Watching Washington squabble over the rightful size of the US federal government during the last year has required patience and understanding. From the sidelines, it’s hard not to be discouraged. The government shutdown in October last year makes Hunter S. Thompson’s wicked take on US political culture in Fear and Loathing on The Campaign Trail ’72 look positively fantastic.
As 2013 came to a close the pressing question was therefore whether this was a brief flirtation with danger or a sign of things to come. And sadly it has been a first-up victory for the cynics among us, with the elusive bipartisan bridge remaining firmly out of sight. Indeed, January in Washington D.C. has proved a cold affair in more ways than one, with the familiar frustration of political deadlock further driving an icy wedge between those in Blue and Red.
In an attempt to revive a stuttering and stalling second term, President Obama, in his recent State of the Union Address, announced his intention of increasing the minimum wage for federal contracts from $7.25 to $10.10 an hour. The Republican reaction so far has been coloured by contempt, signalling the resumption of normal practice. But why exactly is lifting the price floor of the minimum wage so contentious? Surely, it’s a simple way of alleviating income inequality, a demonstrated burden to economic growth and sustainability?
According to the dominant school of thought on the issue, however, an increase in the minimum wage has the potential to paradoxically harm those earning low wages. With increased costs of production following the rise, firms will naturally be more reluctant to take on low-skilled employees as the return from their investment lessens. As a result, those earning the minimum wage may be squeezed out of the market in favour of more highly skilled individuals. Furthermore, the increased cost associated with the rise, in certain contexts, can inhibit economic growth.
Such rationale has been of obvious interest to those who shudder at Obama’s plans. Doug Bandow of The Cato Institute, a libertarian think-tank, has been most forceful in this respect. For Bandow, the traditional economic argument against an increase, while obviously a huge source of contention, is not so much the root of the problem. Rather, it’s the fact that politicians perversely masquerade as ‘philanthropists while forcing other people to pay higher salaries’ that really irks him.
John Boehner’s enthusiasm for an increase is similarly dire, a fact not lost on viewers during President Obama’s address.
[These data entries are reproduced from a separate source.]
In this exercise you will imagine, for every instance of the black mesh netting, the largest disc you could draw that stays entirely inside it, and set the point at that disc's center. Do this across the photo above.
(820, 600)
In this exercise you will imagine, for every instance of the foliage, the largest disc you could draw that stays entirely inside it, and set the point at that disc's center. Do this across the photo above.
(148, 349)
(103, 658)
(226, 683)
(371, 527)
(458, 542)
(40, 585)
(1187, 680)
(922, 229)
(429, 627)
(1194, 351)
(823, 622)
In a telling comment, Boehner makes it clear that he believes an increase will ultimately be ineffectual: ‘I think the question, Mr President, is how many people will this executive action actually help? I suspect the answer is somewhere close to zero… When you raise the cost of something you get less of it.’ And to a certain extent this is true: the broader economic impact of such a policy would be marginal. Furthermore, as we have seen in recent months, states are increasingly willing to increase the minimum wage above the federal level without government involvement.
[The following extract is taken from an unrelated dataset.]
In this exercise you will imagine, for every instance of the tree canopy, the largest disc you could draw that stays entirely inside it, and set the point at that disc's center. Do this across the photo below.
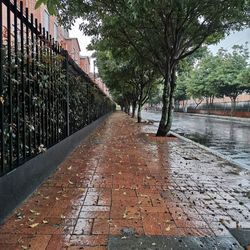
(162, 32)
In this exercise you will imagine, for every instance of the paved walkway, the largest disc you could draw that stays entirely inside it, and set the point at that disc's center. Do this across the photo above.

And for the all the bluster and economic reasoning against a rise in the minimum wage, something seems amiss. The missing element to the debate, oddly, it seems, is in part derived from Mr Bandow’s comments; namely, that the minimum wage holds symbolic and moral value.
Republican calls for the trimming of social services may indeed hold merit, especially considering current debt levels. Moreover, the scrapping of unnecessary regulation under the premises that it ‘purports to be the cure from which it is the disease’ is an appealing line of argument. But in arguing for social benefits to be cut on the grounds that these programs erode the incentive to work, Republicans need to similarly ensure that those who do work are guaranteed a wage worth having. An income that allows a basic standard of living should be a right of all who show the initiative, capacity and dedication to hold down a job. Unfortunately this has not been the case in the US for some time as the minimum wage has failed to keep up with inflation. In real terms, over the period 1967-2010, the minimum wage has decreased by 20%.
The proposed plans to better align the costs of living with the working wage may only serve 200,000 at best. It’s hardly the stuff that will shake up the economy. However, the implications behind the sentiment are profound. America lauds itself on its entrepreneurial and pioneering spirit, and rightfully so: stories abound of Fortune 500 executives paying their way through college in unglamorous fashion. Yet the $60,000 student budget required to attend Stanford in 2013-14 may prove more dream than reality for even the most dedicated of aspirants if $7.25 an hour is all they’re worth.
Regardless of the impact, Mr Obama will no doubt succeed in raising the minimum wage. Republican arguments to the contrary are tenuous at best as executive mandate is all that is required. However, unilateral force by the president will not be enough to push through keystone policies later on in the year. For that reason, the debate over the minimum wage has turned icy already.